Interesting to think about the potentially compounding failure modes these services are dealing with.
I'll have to look that incident up to check out their postmortem vs. what Microsoft ends up putting out.
Thanks again ~
I wonder how many customers Azure just lost do to their unexpected 2 day fiasco
Amazon had a number of EBS fiascoes and survived just fine. I'd expect Azure to do the same.
It's obviously not going to destroy anyone's business, but there is a lot more competition than there used to be.
Seriously considering another layer above azure to mitigate this in the future. Very disappointing to see.
At least initially their status indicated they're handing the problem but lately it's just been "All Good" and they said they resolved it on twitter but it's not at 100% yet: http://azure.microsoft.com/en-us/status/
Put your servers in different regions, use Azure/Google, BlueMix/AWS, or even hybrid cloud, do something. Have a DR plan.
If the disaster strikes my region, I probably have better things to do than IT things (like running for my life :-).
But with the cloud the disaster could be thousand of kilometers away and still affect me. That's the problem with the cloud : why should I stop working in my remote French town because there's a landslide in Ireland (or wherever they put the European cloud data centers) ?
I don't say the cloud doesn't have it's uses (especially as a redundant backup far far away) but the all cloud model has way more risks than what people think ... and vendors don't rush to explain that.
I'm one of those guy that think the future will be more and more harsh for the western civilization (think collapse of the Soviet Union). There will be less money for everything, infrastructure in particular, things will fail and you will have to deal with it locally and the DIY way.

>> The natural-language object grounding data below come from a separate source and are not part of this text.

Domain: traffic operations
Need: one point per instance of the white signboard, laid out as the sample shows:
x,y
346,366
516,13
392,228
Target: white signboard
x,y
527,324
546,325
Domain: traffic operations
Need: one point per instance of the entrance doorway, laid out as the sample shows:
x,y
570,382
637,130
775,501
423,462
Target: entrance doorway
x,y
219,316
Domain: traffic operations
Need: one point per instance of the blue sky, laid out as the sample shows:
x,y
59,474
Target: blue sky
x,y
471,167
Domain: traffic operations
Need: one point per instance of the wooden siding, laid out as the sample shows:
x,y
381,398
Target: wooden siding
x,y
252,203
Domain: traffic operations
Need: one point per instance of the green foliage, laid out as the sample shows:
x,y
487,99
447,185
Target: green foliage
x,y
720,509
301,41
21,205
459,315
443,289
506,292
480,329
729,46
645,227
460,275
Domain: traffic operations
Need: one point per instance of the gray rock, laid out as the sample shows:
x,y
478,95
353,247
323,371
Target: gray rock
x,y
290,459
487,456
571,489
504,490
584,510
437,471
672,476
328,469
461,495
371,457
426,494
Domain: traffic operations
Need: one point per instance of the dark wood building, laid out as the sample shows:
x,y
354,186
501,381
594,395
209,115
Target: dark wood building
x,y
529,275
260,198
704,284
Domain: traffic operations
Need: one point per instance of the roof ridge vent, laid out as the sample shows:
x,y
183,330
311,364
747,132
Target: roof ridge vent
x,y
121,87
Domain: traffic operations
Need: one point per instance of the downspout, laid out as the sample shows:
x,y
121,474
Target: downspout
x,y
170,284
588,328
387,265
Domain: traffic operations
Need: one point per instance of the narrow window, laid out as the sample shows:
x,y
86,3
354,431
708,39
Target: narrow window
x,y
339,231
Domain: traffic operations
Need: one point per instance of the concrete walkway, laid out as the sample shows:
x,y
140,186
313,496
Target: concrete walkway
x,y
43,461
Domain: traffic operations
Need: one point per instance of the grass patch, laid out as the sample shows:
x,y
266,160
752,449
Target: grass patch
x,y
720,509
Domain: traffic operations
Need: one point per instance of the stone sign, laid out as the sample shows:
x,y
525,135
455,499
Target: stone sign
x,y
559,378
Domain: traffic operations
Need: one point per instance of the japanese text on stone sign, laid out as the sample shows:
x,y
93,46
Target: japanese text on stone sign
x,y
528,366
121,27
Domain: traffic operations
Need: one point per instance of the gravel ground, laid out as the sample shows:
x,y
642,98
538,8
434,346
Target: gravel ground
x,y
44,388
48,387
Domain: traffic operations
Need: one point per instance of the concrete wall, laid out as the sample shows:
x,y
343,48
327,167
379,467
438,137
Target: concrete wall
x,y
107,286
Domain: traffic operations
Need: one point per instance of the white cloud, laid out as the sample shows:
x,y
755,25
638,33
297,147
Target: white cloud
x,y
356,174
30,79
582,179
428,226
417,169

Their error pages are less graceful than mine.
Didn't receive any calls yet, but i don't think that will take long.
Disgusting management interface
Way to fuck up a mustard sandwich Microsoftie
We moved everything we had away from that Virus named Azure.
What does your client/customer think of you being on Azure? That you chose the crappy solution because your low-tech infrastructure still uses windows, which does not carry a lot of tech cred.

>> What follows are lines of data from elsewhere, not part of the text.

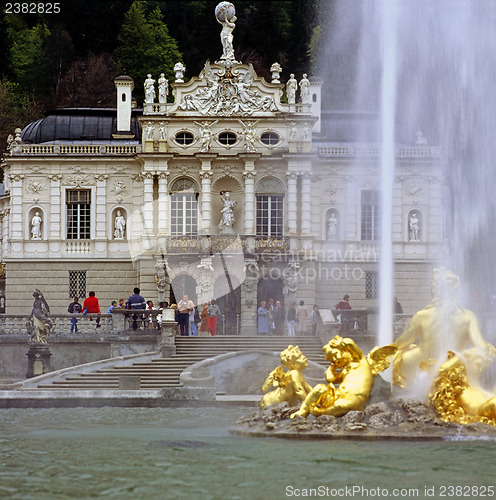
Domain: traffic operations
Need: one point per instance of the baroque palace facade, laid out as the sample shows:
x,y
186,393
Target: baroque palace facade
x,y
240,189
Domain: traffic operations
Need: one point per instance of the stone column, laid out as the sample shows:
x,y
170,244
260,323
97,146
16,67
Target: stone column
x,y
206,203
16,205
5,232
101,207
250,202
148,203
306,204
163,203
292,178
55,221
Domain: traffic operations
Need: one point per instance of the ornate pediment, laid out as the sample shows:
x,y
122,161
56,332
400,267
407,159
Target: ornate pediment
x,y
227,90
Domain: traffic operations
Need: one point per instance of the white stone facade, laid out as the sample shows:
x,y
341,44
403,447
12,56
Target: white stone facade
x,y
226,131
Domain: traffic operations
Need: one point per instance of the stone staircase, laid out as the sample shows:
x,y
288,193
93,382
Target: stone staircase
x,y
165,372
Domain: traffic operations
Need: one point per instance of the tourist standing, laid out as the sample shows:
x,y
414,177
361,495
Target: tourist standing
x,y
213,316
344,305
316,319
301,315
92,306
263,319
291,319
204,321
278,319
74,308
184,307
135,302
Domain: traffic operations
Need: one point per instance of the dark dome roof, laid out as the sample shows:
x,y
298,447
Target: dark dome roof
x,y
77,124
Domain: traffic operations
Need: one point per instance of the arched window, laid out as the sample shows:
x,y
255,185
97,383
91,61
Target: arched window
x,y
270,208
184,207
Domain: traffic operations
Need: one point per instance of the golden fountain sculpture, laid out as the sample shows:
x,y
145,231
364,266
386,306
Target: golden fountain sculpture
x,y
455,400
291,386
352,371
440,327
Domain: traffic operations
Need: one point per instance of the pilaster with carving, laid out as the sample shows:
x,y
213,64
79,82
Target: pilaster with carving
x,y
55,220
206,199
249,298
292,205
163,202
205,281
306,204
16,205
100,204
148,202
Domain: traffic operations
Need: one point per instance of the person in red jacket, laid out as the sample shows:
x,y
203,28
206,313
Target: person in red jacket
x,y
91,306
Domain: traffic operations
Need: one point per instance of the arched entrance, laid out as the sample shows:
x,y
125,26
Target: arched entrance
x,y
184,284
229,304
270,288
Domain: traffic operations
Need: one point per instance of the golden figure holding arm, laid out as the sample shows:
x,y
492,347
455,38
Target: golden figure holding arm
x,y
443,318
455,400
291,386
354,374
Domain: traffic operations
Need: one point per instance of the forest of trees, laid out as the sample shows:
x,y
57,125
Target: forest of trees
x,y
70,59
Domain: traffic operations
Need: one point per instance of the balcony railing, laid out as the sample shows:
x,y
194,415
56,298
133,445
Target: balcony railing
x,y
76,149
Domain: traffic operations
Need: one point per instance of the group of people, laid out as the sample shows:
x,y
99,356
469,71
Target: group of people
x,y
92,306
195,323
271,318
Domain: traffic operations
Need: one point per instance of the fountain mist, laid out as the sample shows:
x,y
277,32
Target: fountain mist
x,y
428,66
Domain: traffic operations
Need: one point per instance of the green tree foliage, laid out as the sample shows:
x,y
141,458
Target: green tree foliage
x,y
29,59
145,46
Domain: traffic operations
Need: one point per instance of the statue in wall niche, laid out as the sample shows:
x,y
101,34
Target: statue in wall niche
x,y
206,135
39,323
291,385
149,128
332,227
119,226
163,89
225,15
291,88
149,89
36,226
414,227
305,90
353,371
227,213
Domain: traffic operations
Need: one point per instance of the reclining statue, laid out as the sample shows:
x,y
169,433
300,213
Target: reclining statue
x,y
441,326
352,371
291,386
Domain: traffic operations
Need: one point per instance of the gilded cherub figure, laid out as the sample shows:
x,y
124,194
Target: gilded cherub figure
x,y
456,400
352,371
291,386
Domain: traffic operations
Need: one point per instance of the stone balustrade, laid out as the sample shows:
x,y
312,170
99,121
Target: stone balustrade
x,y
143,321
75,149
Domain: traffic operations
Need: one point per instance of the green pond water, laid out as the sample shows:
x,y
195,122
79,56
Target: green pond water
x,y
176,453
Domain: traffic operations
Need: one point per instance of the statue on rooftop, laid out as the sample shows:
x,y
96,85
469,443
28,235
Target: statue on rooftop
x,y
149,89
291,88
225,15
163,89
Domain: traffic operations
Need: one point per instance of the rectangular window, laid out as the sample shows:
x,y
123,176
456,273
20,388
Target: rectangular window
x,y
371,217
184,214
270,211
371,285
78,214
77,284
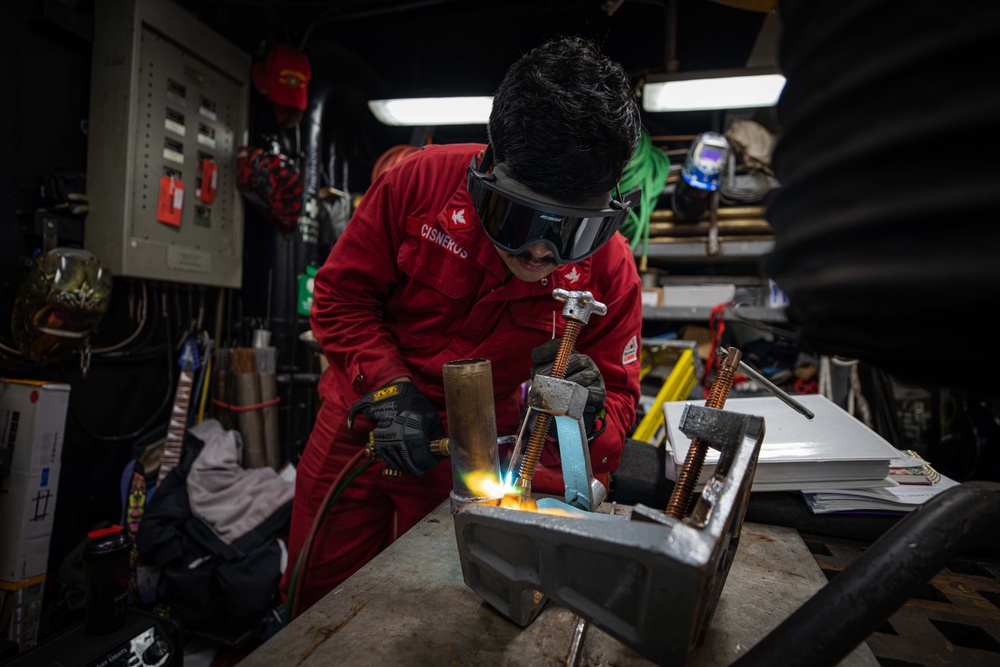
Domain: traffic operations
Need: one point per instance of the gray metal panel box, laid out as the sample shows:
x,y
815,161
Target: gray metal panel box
x,y
167,93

20% of Azure VMs are Linux.
You are not well informed.
More likely the have _something_ which runs on Azure. Fortune 500s are, pretty much by definition, quite large - and probably have tons of departments and sub departments. And at least one of those departments probably has a task of trying out new things, like Azure, by running something on it.
What surprises me is that nearly 20% of Fortune 500s _don't_ have something running on Azure.
(I wonder what percentage "run on" Amazon)
* Most major companies use more than one cloud provider
* "Use" is a very loose term here. It could mean anything from "the accounts team in some branch office uses S3 to back up their Sage data (or uses an online backup service that uses S3 in the back end)" to "they run their main product on our infrastructure".